The popular hymn "The Old Rugged Cross" will be banned from the radio networks as of January 1st as a result of the ongoing contract dispute between broadcasters and the American Society of Composers, Authors, and Publishers. The hymn, written in 1901 by the Rev. George Bernard, is still under copyright, and like all ASCAP-licensed music, will be prohibited from network broadcasting unless the dispute is settled.
(Hey, now, Ben is actually a very bright guy, a polymath among radio announcers, even. If any radio personality could do this, he's the one.)
(These Pipdyke kids do get around.)
With Senators manager Bucky Harris the front-runner to replace the soon-to-be-former Indians manager Oscar Vitt, one has to wonder if there isn't an old tribal curse of friction and general chaos hanging over the Cleveland dugout. The Indians have gone thru quite a string of managers in recent years, since the exit of Tris Speaker -- who managed to last eight years in the job, with legendary hurler Walter Johnson among the unfortunate souls to succeed him. Johnson broadcast games in Washington last summer, and Harris might be well advised to talk over conditions in Cleveland with him before taking on the job.

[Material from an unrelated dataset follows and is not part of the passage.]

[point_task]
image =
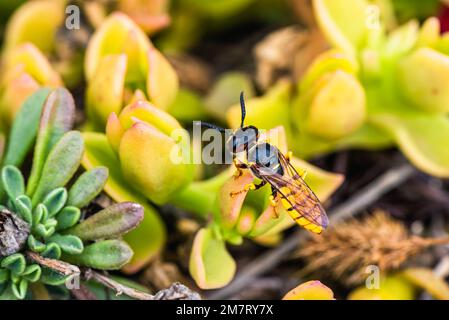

Meanwhile, Senators owner Clark Griffith acknowledged yesterday that he gave Indians owner Alva Bradley permission to talk to Harris about the job, but insists that no such discussion has yet taken place. It is reported that Harris, who is currently off on a fishing trip in North Carolina, has expressed willingess to take the job, but only if he is given a three-year contract instead of one good for only a single season. Griffith has several options from which to choose Harris's replacement, including his adopted son Calvin, who managed the Senators' Charlotte farm club last season.
Today's marquee game in college football pits Columbia against Cornell, in a matchup which will be the making or the breaking of the 1940 Lions.
The Football Dodgers have an even chance to take down the mighty Bears tomorrow if their ends can stand up against the usual brutal pounding dished out by the Chicago club. Coach Jock Sutherland is expected to deploy the forward pass more than he has so far this season as a counter to the strong Chicago defense.
Billy Conn is one step closer to a title match with Joe Louis after a ten round victory over Al McCoy at Boston Garden last night. Conn dealt out "murderous punishment" against McCoy to win a unanimous decision.
"Knute Rockne -- All American" is a "sincere and deft" tribute to the man who put Notre Dame on the football map and revolutionized how the game is played, according to Herbert Cohn, who ventured up to the New York Strand to see the picture. The entire film is well cast, especially Pat O'Brien, done up in a putty nose, a false chin, and a bald-head wig as Rockne himself and Gale Page as wife Bonnie.
At the Patio, it's Laurence Olivier and Greer Garson in "Pride and Prejudice," paired with Carole Landis and John Hubbard in "Turnabout." Something for everyone.
(With the baseball season over, it's time for incisive political satire.)
(I often wonder what Jo was like before she married George, but then I meet her relatives...)
(OK, we're listening.)
(Dan takes on his most implacable enemy of all -- procedure!!)